Je dis Jésus… j’ajoute : « et nous avec lui » ! « Nous », disons dans la personne des disciples d’abord, des proches qui vont être amenés à faire le voyage avec lui ; nous, et tous ceux et celles que Jésus va rencontrer chemin faisant, avec lesquels il va continuer d’échanger ; certains recevant sa parole, certains se laissant simplement intriguer, d’autres résistant, et d’autres refusant ; et puis nous aussi, aujourd’hui, dans notre chemin plus personnel, puisqu’au fond on peut considérer que chacun d’entre nous va vers sa propre Jérusalem. J’aime bien citer cette formule de saint Bernard qui parlant des religieux, mais on peut l’appliquer à chaque chrétien, disait : « Un religieux c’est quelqu’un qui a la face de celui qui va vers Jérusalem. »
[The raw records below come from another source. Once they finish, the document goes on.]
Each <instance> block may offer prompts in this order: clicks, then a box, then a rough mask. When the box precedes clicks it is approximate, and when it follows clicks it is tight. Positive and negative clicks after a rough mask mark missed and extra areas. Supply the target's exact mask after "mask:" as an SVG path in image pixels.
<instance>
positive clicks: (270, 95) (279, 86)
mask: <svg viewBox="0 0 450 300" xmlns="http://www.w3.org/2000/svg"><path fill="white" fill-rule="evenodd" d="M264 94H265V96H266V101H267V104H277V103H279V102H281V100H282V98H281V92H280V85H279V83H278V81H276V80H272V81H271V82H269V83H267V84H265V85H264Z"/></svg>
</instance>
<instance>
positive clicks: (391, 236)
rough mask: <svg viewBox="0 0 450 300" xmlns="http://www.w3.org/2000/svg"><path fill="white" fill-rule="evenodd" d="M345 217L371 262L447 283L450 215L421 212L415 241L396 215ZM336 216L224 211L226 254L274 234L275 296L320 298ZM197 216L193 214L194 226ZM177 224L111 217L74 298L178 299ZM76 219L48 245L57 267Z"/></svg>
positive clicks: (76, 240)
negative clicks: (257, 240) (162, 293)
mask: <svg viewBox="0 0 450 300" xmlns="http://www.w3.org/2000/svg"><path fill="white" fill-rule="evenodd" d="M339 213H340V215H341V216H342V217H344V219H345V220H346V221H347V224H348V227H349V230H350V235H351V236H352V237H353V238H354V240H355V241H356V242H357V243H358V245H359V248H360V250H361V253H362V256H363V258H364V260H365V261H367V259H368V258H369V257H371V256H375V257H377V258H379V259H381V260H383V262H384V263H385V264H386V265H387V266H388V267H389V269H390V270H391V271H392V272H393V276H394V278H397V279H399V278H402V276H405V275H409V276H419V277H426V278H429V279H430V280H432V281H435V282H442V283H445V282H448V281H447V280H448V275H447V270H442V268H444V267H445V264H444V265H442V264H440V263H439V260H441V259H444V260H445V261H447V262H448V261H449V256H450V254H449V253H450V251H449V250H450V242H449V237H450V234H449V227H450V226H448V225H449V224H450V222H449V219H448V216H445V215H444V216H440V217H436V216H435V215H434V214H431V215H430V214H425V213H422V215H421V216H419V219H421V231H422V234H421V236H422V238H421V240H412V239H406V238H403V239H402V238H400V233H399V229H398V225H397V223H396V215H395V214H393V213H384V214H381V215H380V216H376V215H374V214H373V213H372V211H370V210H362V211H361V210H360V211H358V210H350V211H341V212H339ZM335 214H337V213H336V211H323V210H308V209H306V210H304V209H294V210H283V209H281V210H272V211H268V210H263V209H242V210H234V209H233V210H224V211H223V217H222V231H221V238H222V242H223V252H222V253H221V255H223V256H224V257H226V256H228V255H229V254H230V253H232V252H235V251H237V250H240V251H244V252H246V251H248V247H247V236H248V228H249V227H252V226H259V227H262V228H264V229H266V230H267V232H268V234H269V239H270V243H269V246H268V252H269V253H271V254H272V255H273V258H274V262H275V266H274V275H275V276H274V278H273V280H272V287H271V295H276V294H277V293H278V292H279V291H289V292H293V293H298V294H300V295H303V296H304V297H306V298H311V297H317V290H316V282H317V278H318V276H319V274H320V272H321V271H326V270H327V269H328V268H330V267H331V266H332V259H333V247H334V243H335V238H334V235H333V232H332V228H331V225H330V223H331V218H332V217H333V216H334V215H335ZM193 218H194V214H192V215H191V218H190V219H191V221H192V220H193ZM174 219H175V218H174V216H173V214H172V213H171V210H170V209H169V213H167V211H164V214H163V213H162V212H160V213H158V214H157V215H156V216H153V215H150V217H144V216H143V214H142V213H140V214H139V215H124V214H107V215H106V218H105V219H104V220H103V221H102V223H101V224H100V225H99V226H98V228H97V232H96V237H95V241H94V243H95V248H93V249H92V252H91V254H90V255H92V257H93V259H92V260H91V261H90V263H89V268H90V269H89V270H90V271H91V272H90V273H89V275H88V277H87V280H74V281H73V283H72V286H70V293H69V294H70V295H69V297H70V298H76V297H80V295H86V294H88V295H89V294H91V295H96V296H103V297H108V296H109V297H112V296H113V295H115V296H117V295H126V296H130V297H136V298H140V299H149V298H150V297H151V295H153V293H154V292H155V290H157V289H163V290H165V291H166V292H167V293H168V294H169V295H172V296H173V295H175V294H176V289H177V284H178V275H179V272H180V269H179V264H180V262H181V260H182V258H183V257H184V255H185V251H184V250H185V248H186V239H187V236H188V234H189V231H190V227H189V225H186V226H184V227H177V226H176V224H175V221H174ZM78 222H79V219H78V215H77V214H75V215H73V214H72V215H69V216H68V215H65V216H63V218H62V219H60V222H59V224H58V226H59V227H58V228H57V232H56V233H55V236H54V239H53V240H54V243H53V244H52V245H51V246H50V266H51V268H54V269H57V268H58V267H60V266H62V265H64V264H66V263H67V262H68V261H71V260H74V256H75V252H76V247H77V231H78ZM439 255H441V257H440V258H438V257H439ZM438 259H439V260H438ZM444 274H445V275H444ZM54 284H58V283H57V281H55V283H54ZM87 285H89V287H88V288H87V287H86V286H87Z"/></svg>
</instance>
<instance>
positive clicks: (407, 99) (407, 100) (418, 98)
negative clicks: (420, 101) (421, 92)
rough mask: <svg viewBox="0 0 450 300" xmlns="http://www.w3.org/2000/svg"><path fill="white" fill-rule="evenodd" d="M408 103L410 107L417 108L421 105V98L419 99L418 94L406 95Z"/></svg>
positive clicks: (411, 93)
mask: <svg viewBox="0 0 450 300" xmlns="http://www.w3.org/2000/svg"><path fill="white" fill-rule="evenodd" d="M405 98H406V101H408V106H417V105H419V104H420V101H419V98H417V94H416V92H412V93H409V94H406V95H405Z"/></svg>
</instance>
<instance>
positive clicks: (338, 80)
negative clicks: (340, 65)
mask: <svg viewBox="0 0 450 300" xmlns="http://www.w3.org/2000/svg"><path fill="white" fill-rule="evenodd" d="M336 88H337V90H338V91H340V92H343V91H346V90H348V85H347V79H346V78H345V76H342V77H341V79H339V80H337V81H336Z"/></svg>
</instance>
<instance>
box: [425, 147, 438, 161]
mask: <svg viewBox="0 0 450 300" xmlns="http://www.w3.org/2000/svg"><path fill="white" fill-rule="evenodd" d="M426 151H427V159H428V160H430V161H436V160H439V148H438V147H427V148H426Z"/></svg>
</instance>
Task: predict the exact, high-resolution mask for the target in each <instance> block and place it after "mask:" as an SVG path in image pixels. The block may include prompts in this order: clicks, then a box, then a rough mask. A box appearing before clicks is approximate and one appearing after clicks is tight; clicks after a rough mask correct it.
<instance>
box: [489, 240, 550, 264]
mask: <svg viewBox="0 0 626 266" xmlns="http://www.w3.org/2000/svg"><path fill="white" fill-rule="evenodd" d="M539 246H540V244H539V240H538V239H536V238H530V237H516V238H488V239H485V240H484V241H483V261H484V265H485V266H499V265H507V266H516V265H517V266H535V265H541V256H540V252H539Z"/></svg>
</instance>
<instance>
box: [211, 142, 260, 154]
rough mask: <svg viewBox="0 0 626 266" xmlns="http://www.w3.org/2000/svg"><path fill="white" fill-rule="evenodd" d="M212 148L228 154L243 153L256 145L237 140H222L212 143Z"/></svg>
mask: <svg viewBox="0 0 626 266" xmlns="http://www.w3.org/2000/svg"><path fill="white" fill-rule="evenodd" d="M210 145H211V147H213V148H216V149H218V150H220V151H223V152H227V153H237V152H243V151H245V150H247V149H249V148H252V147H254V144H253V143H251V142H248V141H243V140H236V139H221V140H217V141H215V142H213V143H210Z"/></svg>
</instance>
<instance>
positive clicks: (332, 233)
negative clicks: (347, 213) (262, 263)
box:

Jérusalem c’est le point d’arrivée de la quête, de la geste de Jésus ici-bas ; Jérusalem c’est aussi au fond, le point de mire de notre propre accomplissement. Je ne sais pas si Jérusalem est encore aussi prégnant dans nos esprits que peut l’être Rome, par exemple ? Sans parler de villes qui sont aujourd’hui beaucoup plus oubliées mais qui ont été (et je devrais dire : qui demeurent !) importantes : Antioche par exemple, le premier épicentre du développement des chrétiens à l’extérieur de Jérusalem. Mais Jérusalem a un statut tellement particulier : cette citée qui a été conquise par David au 10e siècle ; cette cité où l’on reconnaît la ville de Melchisédek, et que l’on identifie même avec le mont Moria, où Abraham offrit son sacrifice (même si les Samaritains disent que c’était plutôt le Mont Garizim). Jérusalem qui est la demeure du Seigneur depuis le transfert de l’Arche et la construction du Temple ; Jérusalem qui est la ville sainte, le centre spirituel du peuple de Dieu au point que sa destinée, son histoire, représente la destinée, l’histoire du peuple d’Israël.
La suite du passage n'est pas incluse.